With Red Hot Chili Peppers guitarist John Frusciante (a Volta constant) along for its most subdued and soulful effort, Mars Volta finds buoyant, hummable composition at its command on the heartbroken likes of Since We've Been Wrong and Teflon. These are, at their simplest, lovely melodies with weary lyrical embrace.

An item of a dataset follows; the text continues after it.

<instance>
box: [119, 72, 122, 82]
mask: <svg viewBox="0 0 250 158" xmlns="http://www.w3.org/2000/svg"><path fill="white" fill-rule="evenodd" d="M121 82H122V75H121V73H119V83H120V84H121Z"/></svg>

There's a curvaceous tenderness within Octahedron that's only been hinted at within Bixler-Zavala's laments or Rodriguez-Lopez's sonic leaps. Beyond passionate display, there's spaciousness -- something no crammed-and-cramped Volta album ever had. With Twilight as My Guide is space rock in the most literal sense -- dreamy, open and crisp. Still, for all the roominess and ruined romance that Mars' men contemplate, there's hard steel (e.g., Cotopaxi ) found within Octahedron's dangerous curves.
-- A.D. AMOROSI
The Philadelphia Inquirer
JAZZ
CHRISTIAN McBRIDE & INSIDE STRAIGHT
Kind of Brown
Mack Avenue
* * *
Twenty years into his career, Christian McBride is known to spice his work with funk, soul, fusion and pop. In his head, pianist Herbie Hancock lives alongside Sly and the Family Stone.